A SINISTER jellyfish floating past a tenement and a selkie rescuing a refugee child are just two examples of what could possibly be a new genre – lockdown art.
They have been created by Glasgow artist Frank McNab who is just one of many Scottish artists harnessing their creativity to get through the coronavirus crisis.
McNab’s inspiration for his paintings was sparked when he was trying to regain his strength after being laid low by Covid-19 in April.
Sitting in his flat, he saw a woman in a nearby tenement hanging a newly washed, white dress outside her window to dry. The wind blew up and inflated the dress into a bell shape which prompted the idea of portraying the coronavirus as a large, pale jellyfish floating past the city’s tenements. To McNab’s surprise the Covid paintings struck a chord with the public and he has sold almost all of them.
“In some ways the virus has been good to me, although it is a strange subject to be popular in,” he told the Sunday National. “I wasn’t sure people would want to even think about the virus drifting past their window, but perhaps it gives the invisible danger a familiar shape.”
His other paintings feature a group of his friends dressed up as spacemen battling against the giant jellyfish.
“They have their names on the back of their spacesuits – one is the late Stuart Christie, the anarchist who tried to blow up Franco, another is Craig Munro, a very strong Yesser and Willy Maley, Professor of Renaissance Studies at the University of Glasgow,” said McNab.
The idea of astronauts came to him because he noticed that during lockdown people could be seen looking out of their windows as if they were looking out the portholes of a spaceship at the world outside.

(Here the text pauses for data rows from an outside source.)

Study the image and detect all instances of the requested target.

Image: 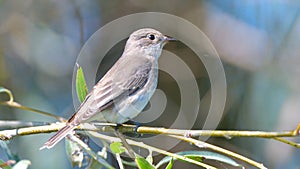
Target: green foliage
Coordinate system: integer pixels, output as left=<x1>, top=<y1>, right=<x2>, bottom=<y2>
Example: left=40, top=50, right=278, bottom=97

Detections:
left=135, top=157, right=155, bottom=169
left=0, top=86, right=14, bottom=102
left=109, top=142, right=126, bottom=154
left=156, top=151, right=242, bottom=168
left=166, top=158, right=174, bottom=169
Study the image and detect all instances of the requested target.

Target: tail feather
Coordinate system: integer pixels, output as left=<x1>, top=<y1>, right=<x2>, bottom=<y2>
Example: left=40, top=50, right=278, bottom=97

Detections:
left=40, top=123, right=76, bottom=150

“They became more isolated and were living in a world populated by the virus where they could only safely function with protective equipment,” said McNab.
His lockdown art has also tackled the refugee crisis with one of his paintings portraying the mythical Scottish selkie rescuing a child from the sea. “It is a warm, welcoming embrace rather than Westminster’s cold, disgusting attitude,” he said.
He added that while lockdown had been frustrating for artists, like everyone else, and his illness had been scary and unpleasant, it had given him time to reflect.
“Luckily, I wasn’t hospitalised but for many weeks I was too weak to hold a paintbrush,” he said. “However that slow recovery gave me time to think about personal space and the spaces in our environment – and watch life and human behaviour changing all around me.
“I think lockdown art could become a genre with recognisable themes emerging as this continues – especially amongst Glasgow artists, who’ve been working under the longest period of restrictions.”
A recent exhibition in Glasgow’s Sogo Gallery featured the lockdown art of McNab and other artists.